Rosenberg C, Knijnenburg J, Bakker E, Vianna-Morgante A M, Sloos W, Otto P A, Kriek M, Hansson K, Krepischi-Santos A C V, Fiegler H, Carter N P, Bijlsma E K, van Haeringen A, Szuhai K, Tanke H J
J Med Genet. 2006 Feb;43(2):180-6. doi: 10.1136/jmg.2005.032268. Epub 2005 Jun 24.
The underlying causes of mental retardation remain unknown in about half the cases. Recent array-CGH studies demonstrated cryptic imbalances in about 25% of patients previously thought to be chromosomally normal.
Array-CGH with approximately 3500 large insert clones spaced at approximately 1 Mb intervals was used to investigate DNA copy number changes in 81 mentally impaired individuals.
Imbalances never observed in control chromosomes were detected in 20 patients (25%): seven were de novo, nine were inherited, and four could not have their origin determined. Six other alterations detected by array were disregarded because they were shown by FISH either to hybridise to both homologues similarly in a presumptive deletion (one case) or to involve clones that hybridised to multiple sites (five cases). All de novo imbalances were assumed to be causally related to the abnormal phenotypes. Among the others, a causal relation between the rearrangements and an aberrant phenotype could be inferred in six cases, including two imbalances of the X chromosome, where the associated clinical features segregated as X linked recessive traits.
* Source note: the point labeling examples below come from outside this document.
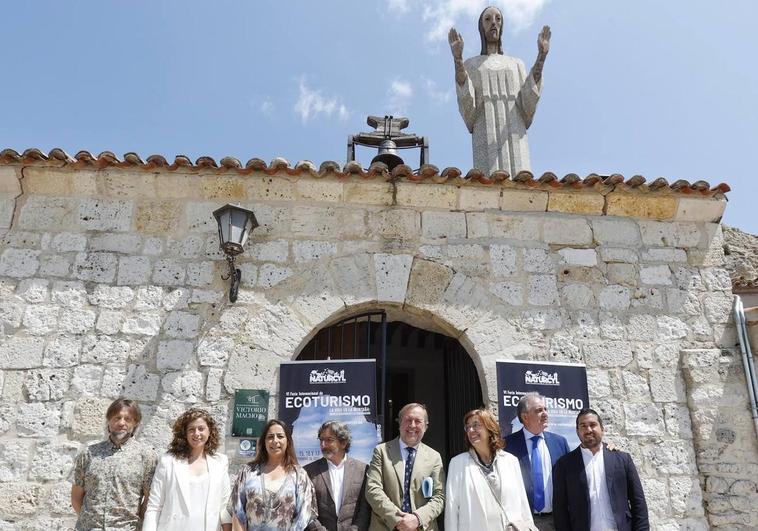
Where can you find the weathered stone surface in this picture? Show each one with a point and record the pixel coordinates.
(614, 298)
(608, 354)
(470, 198)
(449, 225)
(658, 275)
(20, 499)
(542, 290)
(53, 461)
(14, 460)
(185, 386)
(174, 354)
(426, 195)
(616, 232)
(19, 263)
(19, 352)
(700, 210)
(503, 260)
(47, 384)
(573, 203)
(427, 283)
(653, 206)
(34, 290)
(567, 231)
(89, 417)
(38, 419)
(579, 257)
In all, 13 of 81 patients (16%) were found to have chromosomal imbalances probably related to their clinical features. The clinical significance of the seven remaining imbalances remains unclear. The limited ability to differentiate between inherited copy number variations which cause abnormal phenotypes and rare variants unrelated to clinical alterations currently constitutes a limitation in the use of CGH-microarray for guiding genetic counselling.
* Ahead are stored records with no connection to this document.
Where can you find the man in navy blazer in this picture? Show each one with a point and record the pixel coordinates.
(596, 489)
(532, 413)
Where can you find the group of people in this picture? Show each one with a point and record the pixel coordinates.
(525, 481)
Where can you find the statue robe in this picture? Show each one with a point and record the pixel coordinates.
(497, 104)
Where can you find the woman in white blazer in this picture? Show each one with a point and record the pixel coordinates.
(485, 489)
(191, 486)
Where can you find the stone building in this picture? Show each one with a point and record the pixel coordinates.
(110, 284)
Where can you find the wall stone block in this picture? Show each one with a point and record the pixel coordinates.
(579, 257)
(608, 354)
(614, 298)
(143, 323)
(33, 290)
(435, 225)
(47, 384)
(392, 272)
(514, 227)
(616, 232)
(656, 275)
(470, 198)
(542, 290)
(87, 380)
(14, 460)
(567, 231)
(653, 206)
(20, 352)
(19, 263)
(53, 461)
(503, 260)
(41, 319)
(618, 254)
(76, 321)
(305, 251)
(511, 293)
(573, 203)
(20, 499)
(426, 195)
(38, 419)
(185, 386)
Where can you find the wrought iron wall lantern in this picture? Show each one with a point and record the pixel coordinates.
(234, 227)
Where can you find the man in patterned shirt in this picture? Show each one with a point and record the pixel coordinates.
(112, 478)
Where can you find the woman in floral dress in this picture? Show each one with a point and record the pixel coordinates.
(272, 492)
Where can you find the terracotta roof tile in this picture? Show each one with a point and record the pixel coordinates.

约半数智力迟钝病例的潜在病因仍不明。近期的阵列比较基因组杂交(array-CGH)研究表明,在先前认为染色体正常的患者中,约25%存在隐匿性失衡。
采用间距约为1 Mb的约3500个大插入片段克隆的阵列-CGH技术,研究81名智力障碍个体的DNA拷贝数变化。
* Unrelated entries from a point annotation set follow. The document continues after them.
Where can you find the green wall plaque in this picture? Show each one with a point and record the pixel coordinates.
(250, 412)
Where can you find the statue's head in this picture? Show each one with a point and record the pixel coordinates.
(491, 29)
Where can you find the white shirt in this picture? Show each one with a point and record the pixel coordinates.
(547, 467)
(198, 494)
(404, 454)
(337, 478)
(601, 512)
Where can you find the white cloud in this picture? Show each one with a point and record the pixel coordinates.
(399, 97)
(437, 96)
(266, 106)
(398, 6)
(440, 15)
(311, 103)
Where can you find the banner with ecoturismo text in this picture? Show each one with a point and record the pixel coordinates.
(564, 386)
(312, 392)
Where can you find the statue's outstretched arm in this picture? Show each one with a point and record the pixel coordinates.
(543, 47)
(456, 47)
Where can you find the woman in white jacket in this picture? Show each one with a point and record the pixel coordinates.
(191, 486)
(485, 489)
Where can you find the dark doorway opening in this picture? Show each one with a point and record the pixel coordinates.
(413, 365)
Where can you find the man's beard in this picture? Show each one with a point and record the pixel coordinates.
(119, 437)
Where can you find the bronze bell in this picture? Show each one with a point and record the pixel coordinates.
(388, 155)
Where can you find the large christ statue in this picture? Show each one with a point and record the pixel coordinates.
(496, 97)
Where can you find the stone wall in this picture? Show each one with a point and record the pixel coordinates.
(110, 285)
在20名患者(25%)中检测到对照染色体中从未观察到的失衡:7例为新发,9例为遗传,4例来源无法确定。阵列检测到的其他6处改变被排除,因为荧光原位杂交(FISH)显示,其中1例在推测的缺失中两条同源染色体均有类似杂交,另外5例涉及与多个位点杂交的克隆。所有新发失衡均被认为与异常表型有因果关系。在其他病例中,6例可推断重排与异常表型之间存在因果关系,包括2例X染色体失衡,其相关临床特征呈X连锁隐性性状分离。
总共发现81例患者中有13例(16%)存在可能与其临床特征相关的染色体失衡。其余7例失衡的临床意义仍不清楚。区分导致异常表型的遗传拷贝数变异与与临床改变无关的罕见变异的能力有限,这目前限制了CGH微阵列在指导遗传咨询中的应用。